I don't know ... back in the 90s shareware days i thought this was completely normal.
... but nowadays it is all about konquering the (business) desktop and adapting the same makes-me-yawn language as corporations. Takes some fun out of computing.
Rubberduck was freaky underground software, i used it from versions on that looked like Windows3.1. It was the software to produce the cheapest and best sounding bass; as a bedroom producer you could finally laugh about the people that rent studios or spend huge money on gear and think that is half of the music already done. It started just then.

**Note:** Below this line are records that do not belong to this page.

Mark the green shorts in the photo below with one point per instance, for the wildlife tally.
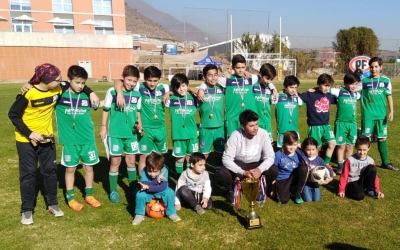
(210, 137)
(346, 133)
(181, 148)
(379, 127)
(321, 133)
(128, 145)
(268, 128)
(72, 154)
(153, 140)
(279, 139)
(231, 126)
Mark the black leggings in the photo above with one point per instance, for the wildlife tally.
(226, 177)
(355, 189)
(298, 176)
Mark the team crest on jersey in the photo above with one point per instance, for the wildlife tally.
(67, 158)
(322, 105)
(85, 103)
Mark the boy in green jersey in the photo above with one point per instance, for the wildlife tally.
(211, 116)
(152, 113)
(76, 134)
(286, 110)
(182, 109)
(121, 133)
(346, 118)
(376, 93)
(238, 92)
(262, 95)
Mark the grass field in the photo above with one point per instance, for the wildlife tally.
(333, 223)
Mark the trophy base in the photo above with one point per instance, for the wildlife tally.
(253, 223)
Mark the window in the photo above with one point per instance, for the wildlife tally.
(20, 4)
(62, 5)
(21, 26)
(65, 28)
(102, 7)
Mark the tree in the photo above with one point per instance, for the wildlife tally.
(355, 41)
(305, 60)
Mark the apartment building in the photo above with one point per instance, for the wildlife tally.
(91, 33)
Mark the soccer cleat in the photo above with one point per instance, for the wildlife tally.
(174, 218)
(114, 197)
(390, 166)
(92, 201)
(137, 220)
(76, 206)
(26, 218)
(199, 210)
(55, 210)
(372, 194)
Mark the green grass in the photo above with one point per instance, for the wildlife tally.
(333, 223)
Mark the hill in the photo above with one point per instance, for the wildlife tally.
(137, 23)
(169, 23)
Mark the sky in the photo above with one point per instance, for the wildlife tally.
(308, 23)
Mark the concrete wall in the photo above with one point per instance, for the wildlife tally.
(65, 40)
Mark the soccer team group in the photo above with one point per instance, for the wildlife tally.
(236, 107)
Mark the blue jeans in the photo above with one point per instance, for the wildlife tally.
(168, 197)
(311, 193)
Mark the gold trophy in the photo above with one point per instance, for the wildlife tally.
(250, 191)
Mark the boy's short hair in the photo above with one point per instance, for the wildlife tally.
(209, 67)
(375, 59)
(268, 71)
(196, 157)
(309, 141)
(291, 80)
(155, 161)
(248, 116)
(290, 137)
(325, 79)
(351, 78)
(151, 71)
(238, 59)
(363, 140)
(76, 71)
(178, 79)
(130, 70)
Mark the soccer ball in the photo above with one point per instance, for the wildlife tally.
(155, 208)
(319, 175)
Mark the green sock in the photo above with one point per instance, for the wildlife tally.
(88, 191)
(113, 179)
(70, 194)
(327, 159)
(383, 151)
(179, 167)
(132, 176)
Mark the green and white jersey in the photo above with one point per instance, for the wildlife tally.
(286, 113)
(212, 110)
(182, 111)
(262, 99)
(73, 119)
(346, 104)
(373, 97)
(122, 120)
(152, 108)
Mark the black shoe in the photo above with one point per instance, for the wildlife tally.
(230, 197)
(390, 167)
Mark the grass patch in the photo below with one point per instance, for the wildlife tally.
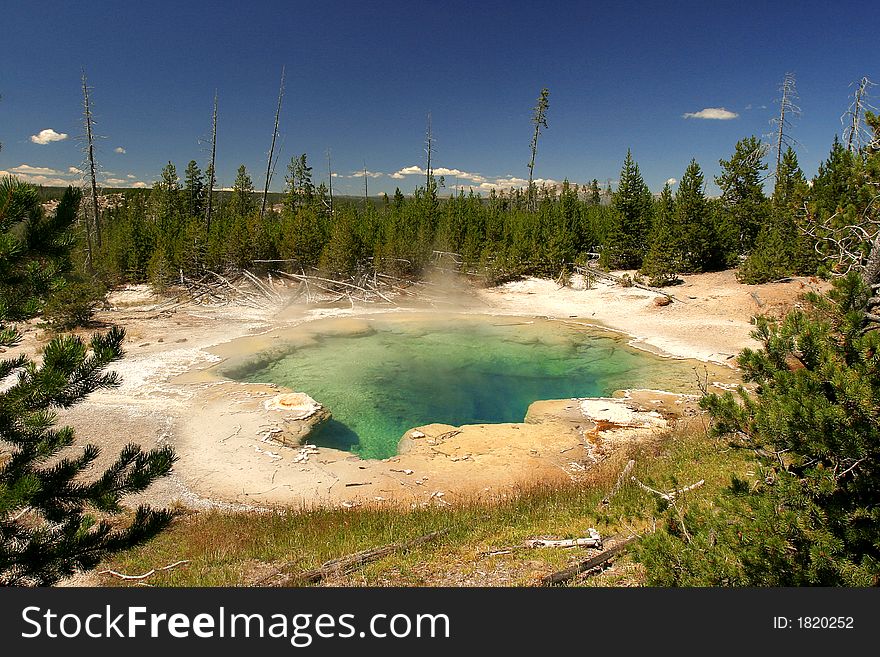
(239, 549)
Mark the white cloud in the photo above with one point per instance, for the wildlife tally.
(37, 179)
(479, 182)
(48, 135)
(415, 170)
(27, 169)
(408, 171)
(715, 113)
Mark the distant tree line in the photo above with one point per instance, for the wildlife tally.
(156, 235)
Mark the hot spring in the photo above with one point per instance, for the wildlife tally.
(381, 375)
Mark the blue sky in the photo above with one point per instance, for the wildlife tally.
(361, 78)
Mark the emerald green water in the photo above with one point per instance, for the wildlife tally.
(384, 375)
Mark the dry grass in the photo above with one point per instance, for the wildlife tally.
(241, 549)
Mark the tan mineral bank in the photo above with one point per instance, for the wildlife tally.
(246, 445)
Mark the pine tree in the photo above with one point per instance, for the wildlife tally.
(811, 513)
(48, 527)
(193, 190)
(627, 241)
(300, 190)
(242, 203)
(833, 187)
(744, 206)
(661, 264)
(781, 249)
(595, 197)
(700, 245)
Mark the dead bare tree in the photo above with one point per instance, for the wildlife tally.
(855, 131)
(88, 121)
(429, 150)
(270, 162)
(366, 189)
(330, 181)
(844, 246)
(787, 109)
(539, 118)
(212, 176)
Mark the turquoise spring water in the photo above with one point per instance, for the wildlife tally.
(391, 373)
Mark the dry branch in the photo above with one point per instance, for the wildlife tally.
(671, 495)
(113, 573)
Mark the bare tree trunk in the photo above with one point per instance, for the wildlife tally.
(539, 118)
(786, 108)
(272, 147)
(429, 149)
(330, 181)
(212, 176)
(90, 152)
(366, 188)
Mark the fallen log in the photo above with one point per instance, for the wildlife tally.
(600, 559)
(589, 271)
(593, 541)
(671, 495)
(345, 564)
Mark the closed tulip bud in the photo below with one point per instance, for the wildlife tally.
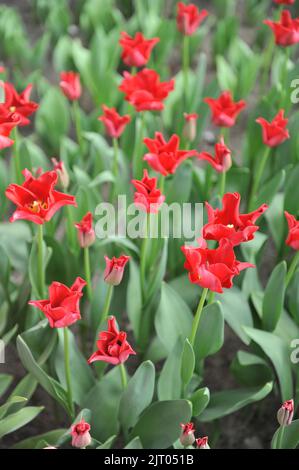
(202, 443)
(190, 126)
(63, 176)
(285, 413)
(187, 437)
(80, 435)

Today even GNU stuff looks polished. I think this is boring. I want announcements like "KDE new release with bomb shit doorbending menus comin atcha like cleopatra" or "new version of gnumeric -- coded on bad LSD" or whatever
Check out this post from musicthing.
"The app installer itself is only 16 MB, ReBirth uses a copy protection scheme which involves a 128 MB data file on the CD. It's actually a nonsense file that contains just random data, but ReBirth won't boot without it. The rest of the CD isn't really necessary, but includes a Mac partition (which has roughly the same files including another instance of the 128 MB data file), and lastly there are 3 audio tracks that showcase ReBirth if you put it in a CD player."